# Brasilia Portofino Heat Exchanger Cracked...



## deklol (Apr 24, 2019)

...I am sure it is because:

- The person I bought it from stored it in a non-heated garage for years

- One group is working, but when I brew from the other group no water comes out and the boiler is filling up

- If I connect the group pipes of the faulty group to tubes and blow into one while holding the other shut - the false pressure valve is blowing out air.

Question 0:

What material is the boiler made of? It looks like chromed copper, however I cannot find this information anywhere on google. I cannot even find a spare one, so I guess they're discontinued...

So, the boiler is welded shut.
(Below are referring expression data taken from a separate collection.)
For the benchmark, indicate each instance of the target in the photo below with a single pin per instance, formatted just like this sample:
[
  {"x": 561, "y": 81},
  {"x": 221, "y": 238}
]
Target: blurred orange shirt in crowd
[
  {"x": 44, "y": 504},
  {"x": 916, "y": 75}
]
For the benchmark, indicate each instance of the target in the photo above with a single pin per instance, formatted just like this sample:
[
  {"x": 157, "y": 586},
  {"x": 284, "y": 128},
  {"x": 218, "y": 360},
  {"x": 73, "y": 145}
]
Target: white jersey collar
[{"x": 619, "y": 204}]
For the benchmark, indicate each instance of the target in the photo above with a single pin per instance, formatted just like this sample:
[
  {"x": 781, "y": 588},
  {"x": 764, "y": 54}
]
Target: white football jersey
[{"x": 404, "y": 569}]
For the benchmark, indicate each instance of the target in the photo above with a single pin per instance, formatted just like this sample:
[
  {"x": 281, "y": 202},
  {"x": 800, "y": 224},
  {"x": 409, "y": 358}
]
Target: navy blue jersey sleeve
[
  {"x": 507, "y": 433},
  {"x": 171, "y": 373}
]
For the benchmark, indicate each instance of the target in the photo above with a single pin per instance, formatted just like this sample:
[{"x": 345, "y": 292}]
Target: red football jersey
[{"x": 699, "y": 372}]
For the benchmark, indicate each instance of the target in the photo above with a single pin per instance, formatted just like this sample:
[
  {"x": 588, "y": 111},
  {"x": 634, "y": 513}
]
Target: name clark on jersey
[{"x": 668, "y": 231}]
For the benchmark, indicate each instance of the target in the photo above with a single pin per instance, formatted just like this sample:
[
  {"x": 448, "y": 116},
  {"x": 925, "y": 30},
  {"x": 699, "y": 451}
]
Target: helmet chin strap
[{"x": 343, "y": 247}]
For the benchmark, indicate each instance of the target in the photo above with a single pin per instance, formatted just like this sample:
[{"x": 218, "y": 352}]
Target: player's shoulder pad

The only reasonable way I can see to open it is to dremel-cut it open.

Question 1:

What makes it easier to weld/blaze/solder together, if I cut it in the old weld or make a new scar?

Once I've located the crack, I need to stitch it.

Question 2:

What is the best way to do this? I'm thinking of soldering this. it seems like some materials can be soldered to withstand about 30bars which should be enough. Any suggestions or recommendations?

Thanks guys. Here's a pic.









PS. Old photo, it's descaled and cleaned now.


----------



## DavecUK (Aug 6, 2013)

Boiler is Nickel plated copper

Check the HX is definitely split (even in a non heated garage it's unlikely to have split due to frost, perhaps corroded) by isolating the group properly and making sure you only have the HX in the path and no other valves.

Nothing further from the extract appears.